I’m a firm believer that food doesn’t need to be expensive to be good. I usually steer away from the highest priced restaurants in the area, not only because I often don’t think it’s worth the expense, but also because there are so many great places to eat in the Capital Region with a mid-level price point. I also tend to think it’s silly to pay top dollar for something I can make at home, like a steak. Unless it’s complicated and creative and completely different than what’s offered at another restaurant, I just can’t get myself excited to rack up a huge bill.
Chez Nous in Schenectady is an example of a place that’s been on my radar for some time now that has the potential to be worth its elevated prices. The menu isn’t astronomical, but most entrees run in the $30-$45 range, and most appetizers hover around $18. Throw in a few glasses of wine and dessert, and you’re easily over the mark where I feel comfortable on a normal night out. But I happen to love French food, and I had a perfect special occasion dinner around the corner, so I decided to take the opportunity to see if Chez Nous was worth a visit.
The old restored building and the general ambiance at Chez Nous is really exquisite. The building has a lot of charm, with several small rooms decked with beautiful artwork and plush armchairs. I liked that the place was broken out into more intimate seating areas, rather than one wide open expanse. It immediately gave the experience a special, personal feel.
Although I was tempted to order the rabbit in a white wine mustard cream sauce (one of my favorite new proteins to see on a menu), the description of “boiled potatoes and carrots” as a side was a little off-putting. Back to my argument about not paying high prices for things I can make at home, boiled carrots and potatoes is the epitome of something I make for myself quite frequently. It wasn’t exactly the most inspiring and enticing thing to see on a menu.
So instead I chose the magret de canard, a duck breast with a tangerine glaze, served with carrots, brussels sprouts, and turnips.
Duck is something that I don’t ever cook at home, mostly because I don’t think I would be able to execute the key aspect: perfectly crispy skin. Luckily, Chez Nous was able to deliver. The duck was cooked to a beautifully tender medium, just bursting with juices and flavor. The skin was crackly perfection, with a light hint of the citrus flavor. I had wondered if the tangerine sweetness would be overdone, but there was the perfect amount on the duck itself, and a pool of flavor surrounding it for extra dipping enjoyment. The sides weren’t stunning but they were well-executed, with simply roasted vegetables that were generously seasoned with herbs.
We also tried the chateaubriand, a beef tenderloin with a bordelaise sauce, green beans, and gratin potatoes.

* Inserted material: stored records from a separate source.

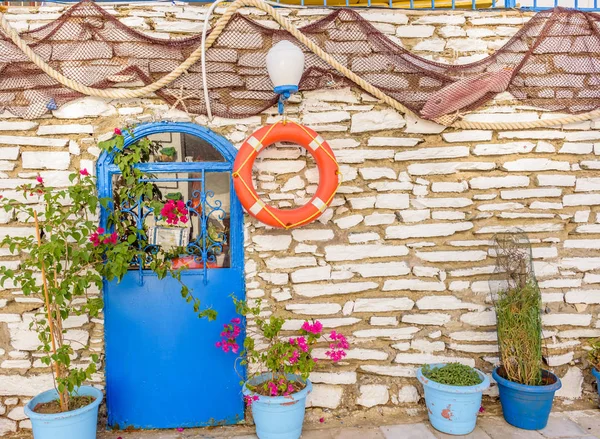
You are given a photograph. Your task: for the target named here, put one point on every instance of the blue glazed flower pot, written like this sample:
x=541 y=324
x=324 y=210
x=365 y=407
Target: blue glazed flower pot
x=278 y=417
x=453 y=409
x=76 y=424
x=597 y=375
x=527 y=407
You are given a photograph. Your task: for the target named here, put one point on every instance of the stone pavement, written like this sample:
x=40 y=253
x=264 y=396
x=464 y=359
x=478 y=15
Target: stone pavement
x=583 y=424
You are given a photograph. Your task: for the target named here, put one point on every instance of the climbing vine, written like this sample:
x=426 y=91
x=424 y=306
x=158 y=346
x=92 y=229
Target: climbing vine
x=133 y=186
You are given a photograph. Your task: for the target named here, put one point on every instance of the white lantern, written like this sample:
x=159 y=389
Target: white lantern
x=285 y=64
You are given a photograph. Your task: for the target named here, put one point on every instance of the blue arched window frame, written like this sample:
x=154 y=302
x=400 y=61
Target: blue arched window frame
x=106 y=169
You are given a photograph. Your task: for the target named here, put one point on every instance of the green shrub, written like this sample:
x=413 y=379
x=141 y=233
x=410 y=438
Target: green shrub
x=518 y=312
x=452 y=374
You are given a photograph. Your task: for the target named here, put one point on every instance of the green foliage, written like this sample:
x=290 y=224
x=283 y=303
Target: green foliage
x=73 y=255
x=132 y=186
x=72 y=266
x=274 y=358
x=594 y=354
x=518 y=312
x=452 y=374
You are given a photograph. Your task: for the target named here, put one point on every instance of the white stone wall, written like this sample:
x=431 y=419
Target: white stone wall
x=400 y=261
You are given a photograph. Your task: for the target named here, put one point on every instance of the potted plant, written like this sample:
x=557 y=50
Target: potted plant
x=66 y=261
x=453 y=396
x=68 y=257
x=526 y=389
x=278 y=384
x=594 y=359
x=168 y=154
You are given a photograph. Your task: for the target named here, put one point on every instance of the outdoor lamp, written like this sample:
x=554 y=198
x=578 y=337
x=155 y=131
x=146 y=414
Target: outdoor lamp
x=285 y=64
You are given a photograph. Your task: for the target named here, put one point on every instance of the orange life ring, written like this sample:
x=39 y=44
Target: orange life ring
x=285 y=132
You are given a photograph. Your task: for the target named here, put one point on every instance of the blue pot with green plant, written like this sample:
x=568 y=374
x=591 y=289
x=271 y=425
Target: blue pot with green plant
x=81 y=422
x=526 y=389
x=453 y=395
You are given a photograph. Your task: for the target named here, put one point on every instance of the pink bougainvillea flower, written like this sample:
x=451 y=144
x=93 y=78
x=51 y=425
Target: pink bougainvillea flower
x=249 y=399
x=294 y=358
x=337 y=347
x=229 y=335
x=315 y=328
x=272 y=388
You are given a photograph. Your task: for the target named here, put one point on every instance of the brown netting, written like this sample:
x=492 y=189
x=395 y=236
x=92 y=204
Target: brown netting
x=553 y=62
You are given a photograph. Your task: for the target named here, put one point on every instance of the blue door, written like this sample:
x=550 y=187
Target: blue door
x=162 y=367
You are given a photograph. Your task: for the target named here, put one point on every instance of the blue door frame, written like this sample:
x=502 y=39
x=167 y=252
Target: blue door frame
x=162 y=367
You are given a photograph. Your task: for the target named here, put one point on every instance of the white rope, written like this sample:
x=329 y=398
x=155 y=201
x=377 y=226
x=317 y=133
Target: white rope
x=203 y=57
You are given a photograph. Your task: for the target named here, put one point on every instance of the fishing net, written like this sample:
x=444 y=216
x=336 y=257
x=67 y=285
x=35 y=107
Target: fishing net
x=552 y=62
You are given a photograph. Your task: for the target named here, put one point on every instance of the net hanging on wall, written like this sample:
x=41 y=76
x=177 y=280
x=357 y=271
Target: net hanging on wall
x=552 y=62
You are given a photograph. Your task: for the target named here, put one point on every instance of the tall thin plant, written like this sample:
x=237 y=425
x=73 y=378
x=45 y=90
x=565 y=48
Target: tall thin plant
x=518 y=310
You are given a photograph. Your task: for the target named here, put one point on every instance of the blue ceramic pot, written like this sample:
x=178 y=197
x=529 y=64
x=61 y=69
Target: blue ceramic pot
x=453 y=409
x=76 y=424
x=278 y=417
x=527 y=407
x=597 y=375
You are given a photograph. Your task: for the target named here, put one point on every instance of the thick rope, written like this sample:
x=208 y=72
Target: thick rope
x=113 y=93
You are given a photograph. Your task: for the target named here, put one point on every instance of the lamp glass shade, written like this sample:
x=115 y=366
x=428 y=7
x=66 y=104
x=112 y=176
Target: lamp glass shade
x=285 y=64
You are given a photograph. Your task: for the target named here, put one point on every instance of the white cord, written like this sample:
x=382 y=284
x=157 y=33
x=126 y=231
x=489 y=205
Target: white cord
x=203 y=57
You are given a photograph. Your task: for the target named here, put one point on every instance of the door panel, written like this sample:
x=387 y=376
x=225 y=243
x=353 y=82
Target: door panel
x=163 y=369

The meat in this dish was also masterfully cooked, with a nicely charred and seasoned outside and a tender center. The sauce was flavorful and light, and it complemented the meat perfectly. The beans were just beans – nothing really to say there. But we loved the chunk of gratin potatoes, which was light and airy with a delicious creaminess and bright herb notes. It was the most complex side that we saw the whole night on our plates or others nearby, and frankly it deserves to be featured more. I could probably eat a whole dish just of that potato heaven.
My only gripe about the chateaubriand plate was that we only got three slices of beef, while other tables that ordered the same dish seemed to get nearly double that. Perhaps our slices were thicker (it didn’t seem like it) or perhaps they were running low, but either way we felt a little slighted, especially given the high price of the dish. It was delicious, don’t get me wrong, but it was hard not to contrast our portion with others that we saw the same night.

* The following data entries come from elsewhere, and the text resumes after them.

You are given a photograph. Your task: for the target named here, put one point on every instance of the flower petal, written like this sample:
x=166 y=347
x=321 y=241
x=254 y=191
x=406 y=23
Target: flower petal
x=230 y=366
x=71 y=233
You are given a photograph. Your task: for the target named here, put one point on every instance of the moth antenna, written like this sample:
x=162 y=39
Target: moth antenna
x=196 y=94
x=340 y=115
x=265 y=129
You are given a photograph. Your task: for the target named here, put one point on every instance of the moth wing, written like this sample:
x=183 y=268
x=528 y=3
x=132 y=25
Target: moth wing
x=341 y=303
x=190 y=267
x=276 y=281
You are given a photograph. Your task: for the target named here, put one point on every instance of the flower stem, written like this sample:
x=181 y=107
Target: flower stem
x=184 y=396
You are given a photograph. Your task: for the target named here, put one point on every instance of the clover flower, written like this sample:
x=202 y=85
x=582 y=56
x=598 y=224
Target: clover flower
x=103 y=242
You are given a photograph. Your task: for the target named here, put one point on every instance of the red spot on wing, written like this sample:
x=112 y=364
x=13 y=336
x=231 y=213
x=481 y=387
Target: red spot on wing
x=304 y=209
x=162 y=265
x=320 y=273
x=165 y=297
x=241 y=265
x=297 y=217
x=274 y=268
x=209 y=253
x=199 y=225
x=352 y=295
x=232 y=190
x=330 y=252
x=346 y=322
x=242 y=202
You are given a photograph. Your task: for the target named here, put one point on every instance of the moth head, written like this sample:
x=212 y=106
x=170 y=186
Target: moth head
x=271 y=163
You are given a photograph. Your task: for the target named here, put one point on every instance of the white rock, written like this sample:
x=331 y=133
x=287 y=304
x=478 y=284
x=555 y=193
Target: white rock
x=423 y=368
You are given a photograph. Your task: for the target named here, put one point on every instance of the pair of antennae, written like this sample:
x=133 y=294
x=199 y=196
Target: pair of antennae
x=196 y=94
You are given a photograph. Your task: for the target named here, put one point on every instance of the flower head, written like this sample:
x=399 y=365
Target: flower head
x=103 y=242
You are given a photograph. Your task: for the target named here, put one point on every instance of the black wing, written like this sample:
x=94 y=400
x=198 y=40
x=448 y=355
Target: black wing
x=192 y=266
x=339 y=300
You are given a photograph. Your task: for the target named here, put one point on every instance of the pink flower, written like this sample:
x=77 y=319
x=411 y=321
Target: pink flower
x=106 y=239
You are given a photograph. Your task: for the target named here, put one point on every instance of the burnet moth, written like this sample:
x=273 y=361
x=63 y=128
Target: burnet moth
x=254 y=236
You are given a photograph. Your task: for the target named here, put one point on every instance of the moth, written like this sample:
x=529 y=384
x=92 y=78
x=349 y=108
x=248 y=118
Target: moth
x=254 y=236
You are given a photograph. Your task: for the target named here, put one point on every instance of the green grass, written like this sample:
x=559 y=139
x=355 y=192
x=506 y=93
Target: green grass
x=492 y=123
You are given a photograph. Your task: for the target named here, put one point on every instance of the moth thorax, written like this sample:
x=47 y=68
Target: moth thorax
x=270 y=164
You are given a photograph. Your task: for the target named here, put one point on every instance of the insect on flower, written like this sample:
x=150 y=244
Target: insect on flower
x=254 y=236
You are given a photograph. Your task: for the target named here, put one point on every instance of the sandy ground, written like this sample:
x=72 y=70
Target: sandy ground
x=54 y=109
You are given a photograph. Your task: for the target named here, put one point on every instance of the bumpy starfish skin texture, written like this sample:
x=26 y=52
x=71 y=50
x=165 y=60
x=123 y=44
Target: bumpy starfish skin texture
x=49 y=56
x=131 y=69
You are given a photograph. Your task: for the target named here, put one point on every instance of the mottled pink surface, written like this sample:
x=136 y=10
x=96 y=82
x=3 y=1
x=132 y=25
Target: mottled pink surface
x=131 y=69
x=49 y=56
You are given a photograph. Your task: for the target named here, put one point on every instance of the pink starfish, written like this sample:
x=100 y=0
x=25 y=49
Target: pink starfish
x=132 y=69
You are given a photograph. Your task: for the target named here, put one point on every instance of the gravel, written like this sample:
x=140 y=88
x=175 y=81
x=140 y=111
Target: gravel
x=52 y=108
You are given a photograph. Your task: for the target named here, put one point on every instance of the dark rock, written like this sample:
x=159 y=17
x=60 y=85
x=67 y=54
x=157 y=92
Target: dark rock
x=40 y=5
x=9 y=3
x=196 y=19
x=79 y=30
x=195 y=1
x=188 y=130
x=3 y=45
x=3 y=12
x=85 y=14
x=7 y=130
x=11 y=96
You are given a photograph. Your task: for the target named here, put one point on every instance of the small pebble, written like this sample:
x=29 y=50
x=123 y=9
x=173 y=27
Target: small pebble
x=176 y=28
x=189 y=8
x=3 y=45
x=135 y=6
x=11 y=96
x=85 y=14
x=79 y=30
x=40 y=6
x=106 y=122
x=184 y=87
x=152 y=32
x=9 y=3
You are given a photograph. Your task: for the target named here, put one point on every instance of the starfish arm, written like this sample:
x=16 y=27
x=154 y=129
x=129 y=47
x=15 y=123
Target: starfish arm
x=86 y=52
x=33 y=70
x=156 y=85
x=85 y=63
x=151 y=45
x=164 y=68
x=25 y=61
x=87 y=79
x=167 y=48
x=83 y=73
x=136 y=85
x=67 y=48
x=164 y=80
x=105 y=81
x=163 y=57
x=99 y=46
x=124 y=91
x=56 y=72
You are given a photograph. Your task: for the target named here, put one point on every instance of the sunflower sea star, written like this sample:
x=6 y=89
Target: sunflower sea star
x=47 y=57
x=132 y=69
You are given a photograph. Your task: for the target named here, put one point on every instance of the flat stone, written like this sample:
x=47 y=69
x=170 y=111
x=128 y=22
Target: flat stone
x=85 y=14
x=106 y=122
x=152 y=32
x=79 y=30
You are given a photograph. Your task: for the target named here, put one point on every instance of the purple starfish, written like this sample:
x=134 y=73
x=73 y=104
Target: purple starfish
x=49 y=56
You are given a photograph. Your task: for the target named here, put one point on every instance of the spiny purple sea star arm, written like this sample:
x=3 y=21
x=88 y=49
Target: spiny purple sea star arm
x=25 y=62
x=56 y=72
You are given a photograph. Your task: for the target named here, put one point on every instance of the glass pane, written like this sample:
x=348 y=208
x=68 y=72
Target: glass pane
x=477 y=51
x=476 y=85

For dessert we tried the creme brulee and the tarte tatin. Of the two, we much preferred the creme brulee, with its quintessential glassy top that gave way to a light and creamy foundation. I would change nothing about it. The apple tart, on the other hand, was somewhat of a disappointment. The pastry bottom was soggy and didn’t hold up well to the heavy portion of apple filling above it. I wish the apples had been a little more distinct and closer to whole slices, instead of what felt like an overworked and overcooked mush. Although I’m sure a lot of work went into the preparation of this dish, it ended up tasting more like a generic apple filling that you could buy in a can, rather than something highlighting freshly prepared apples. It was topped with a heavy drizzle of caramel, but the resulting sweetness of the dish ended up being kind of one-note and unexciting.

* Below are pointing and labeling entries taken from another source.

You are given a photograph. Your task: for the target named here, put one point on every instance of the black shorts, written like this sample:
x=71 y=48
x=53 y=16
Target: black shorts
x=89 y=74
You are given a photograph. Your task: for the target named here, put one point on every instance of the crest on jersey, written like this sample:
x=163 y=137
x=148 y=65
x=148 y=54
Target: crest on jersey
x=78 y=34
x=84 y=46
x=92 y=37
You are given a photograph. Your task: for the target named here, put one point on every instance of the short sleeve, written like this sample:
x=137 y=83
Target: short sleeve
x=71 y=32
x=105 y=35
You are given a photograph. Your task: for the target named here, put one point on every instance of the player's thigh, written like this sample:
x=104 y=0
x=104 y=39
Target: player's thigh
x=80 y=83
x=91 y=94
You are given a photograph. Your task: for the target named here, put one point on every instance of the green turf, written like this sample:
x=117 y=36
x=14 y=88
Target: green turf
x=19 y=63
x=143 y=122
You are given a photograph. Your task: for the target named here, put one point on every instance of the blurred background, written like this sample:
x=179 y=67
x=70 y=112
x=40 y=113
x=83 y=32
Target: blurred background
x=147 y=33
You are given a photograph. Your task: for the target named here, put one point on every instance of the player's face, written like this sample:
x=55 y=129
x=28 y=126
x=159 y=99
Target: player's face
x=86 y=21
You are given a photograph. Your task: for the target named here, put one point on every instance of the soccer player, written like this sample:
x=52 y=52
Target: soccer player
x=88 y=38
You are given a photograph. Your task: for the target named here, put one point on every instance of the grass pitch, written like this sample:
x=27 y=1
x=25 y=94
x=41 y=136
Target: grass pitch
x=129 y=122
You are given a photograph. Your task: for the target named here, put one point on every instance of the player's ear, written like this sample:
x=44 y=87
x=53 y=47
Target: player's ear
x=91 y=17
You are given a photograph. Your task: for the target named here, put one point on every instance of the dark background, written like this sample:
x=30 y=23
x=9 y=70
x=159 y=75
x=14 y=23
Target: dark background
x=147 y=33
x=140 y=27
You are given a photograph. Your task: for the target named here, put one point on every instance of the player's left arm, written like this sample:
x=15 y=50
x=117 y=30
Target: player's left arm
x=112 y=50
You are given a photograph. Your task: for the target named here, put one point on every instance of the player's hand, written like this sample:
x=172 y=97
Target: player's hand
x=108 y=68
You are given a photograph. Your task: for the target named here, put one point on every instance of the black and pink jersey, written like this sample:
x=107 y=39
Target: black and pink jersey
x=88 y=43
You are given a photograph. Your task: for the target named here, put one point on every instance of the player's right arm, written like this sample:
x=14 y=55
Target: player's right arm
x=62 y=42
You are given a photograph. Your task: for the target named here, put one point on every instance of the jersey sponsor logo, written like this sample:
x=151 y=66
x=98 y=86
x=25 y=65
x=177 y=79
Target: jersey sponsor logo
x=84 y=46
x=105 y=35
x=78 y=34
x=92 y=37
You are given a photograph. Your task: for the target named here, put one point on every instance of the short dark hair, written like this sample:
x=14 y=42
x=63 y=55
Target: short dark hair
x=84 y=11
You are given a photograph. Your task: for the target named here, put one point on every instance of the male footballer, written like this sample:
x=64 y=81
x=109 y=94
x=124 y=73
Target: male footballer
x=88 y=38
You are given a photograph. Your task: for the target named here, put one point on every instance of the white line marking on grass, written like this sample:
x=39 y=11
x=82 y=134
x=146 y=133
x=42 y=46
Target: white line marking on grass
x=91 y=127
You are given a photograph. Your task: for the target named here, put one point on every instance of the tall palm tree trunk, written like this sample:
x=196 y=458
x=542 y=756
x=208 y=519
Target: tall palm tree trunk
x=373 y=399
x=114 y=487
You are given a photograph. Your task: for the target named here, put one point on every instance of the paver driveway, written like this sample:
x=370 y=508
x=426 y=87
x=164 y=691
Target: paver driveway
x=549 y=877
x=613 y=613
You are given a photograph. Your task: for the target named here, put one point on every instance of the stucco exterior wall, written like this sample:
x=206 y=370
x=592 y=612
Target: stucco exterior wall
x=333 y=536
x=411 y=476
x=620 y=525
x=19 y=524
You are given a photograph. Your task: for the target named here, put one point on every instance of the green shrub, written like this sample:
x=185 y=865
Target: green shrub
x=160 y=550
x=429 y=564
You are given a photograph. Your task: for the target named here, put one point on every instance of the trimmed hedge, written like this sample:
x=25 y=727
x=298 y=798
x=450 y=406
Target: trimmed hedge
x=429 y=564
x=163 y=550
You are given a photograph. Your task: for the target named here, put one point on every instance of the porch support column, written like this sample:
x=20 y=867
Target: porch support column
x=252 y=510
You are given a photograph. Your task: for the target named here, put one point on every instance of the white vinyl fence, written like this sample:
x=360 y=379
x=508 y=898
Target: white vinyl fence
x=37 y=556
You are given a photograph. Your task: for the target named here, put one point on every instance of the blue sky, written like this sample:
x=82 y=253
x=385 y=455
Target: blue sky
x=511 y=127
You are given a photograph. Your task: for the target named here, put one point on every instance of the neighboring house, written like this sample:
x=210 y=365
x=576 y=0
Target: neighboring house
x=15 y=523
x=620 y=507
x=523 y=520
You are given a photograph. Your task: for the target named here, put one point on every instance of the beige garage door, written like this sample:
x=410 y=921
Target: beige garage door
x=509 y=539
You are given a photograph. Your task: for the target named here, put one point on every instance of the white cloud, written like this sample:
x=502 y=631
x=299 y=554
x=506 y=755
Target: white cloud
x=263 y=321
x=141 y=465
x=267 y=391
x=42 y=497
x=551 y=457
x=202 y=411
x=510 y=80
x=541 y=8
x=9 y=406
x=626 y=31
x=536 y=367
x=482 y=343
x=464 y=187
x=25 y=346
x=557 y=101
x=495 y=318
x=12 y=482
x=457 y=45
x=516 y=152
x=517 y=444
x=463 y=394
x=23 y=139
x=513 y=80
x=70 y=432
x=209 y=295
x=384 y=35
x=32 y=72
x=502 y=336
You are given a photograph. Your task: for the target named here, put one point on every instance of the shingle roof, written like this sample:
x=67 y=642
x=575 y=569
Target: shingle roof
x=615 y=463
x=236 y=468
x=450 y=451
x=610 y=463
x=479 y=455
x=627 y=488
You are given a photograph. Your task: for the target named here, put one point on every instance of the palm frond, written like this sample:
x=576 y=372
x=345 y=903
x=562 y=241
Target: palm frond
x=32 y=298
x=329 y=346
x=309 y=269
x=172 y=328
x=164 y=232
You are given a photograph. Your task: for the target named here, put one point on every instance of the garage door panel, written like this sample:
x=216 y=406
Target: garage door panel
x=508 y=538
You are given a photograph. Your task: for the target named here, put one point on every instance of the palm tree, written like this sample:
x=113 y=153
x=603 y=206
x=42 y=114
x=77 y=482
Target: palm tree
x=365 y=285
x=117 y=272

Final Rating: 8/10. Chez Nous is the type of place where the ambiance adds a lot to your overall dining experience. There’s an inherent romanticism in the decor that immediately sets the tone for your meal, making this a really special place. The star of the menu was definitely the superb execution of the meats, but most of the sides and other dish components felt a little lacking, and the desserts were hit or miss.
This meal made me wonder if I could say definitively that Chez Nous is in the category of high price restaurants that are worth the price. Did I love the duck here more than the duck I tried at The People’s Pub for half the price? They’re close, but I might pick the Chatham version as the winner. Was it the best creme brulee I’ve ever tasted? Probably not. But I think Chez Nous is still worth a visit for the romantic setting and the opportunity to enjoy French cuisine that is the star of the show, rather than a menu afterthought. However, the price point makes it likely that our visits will be occasional only.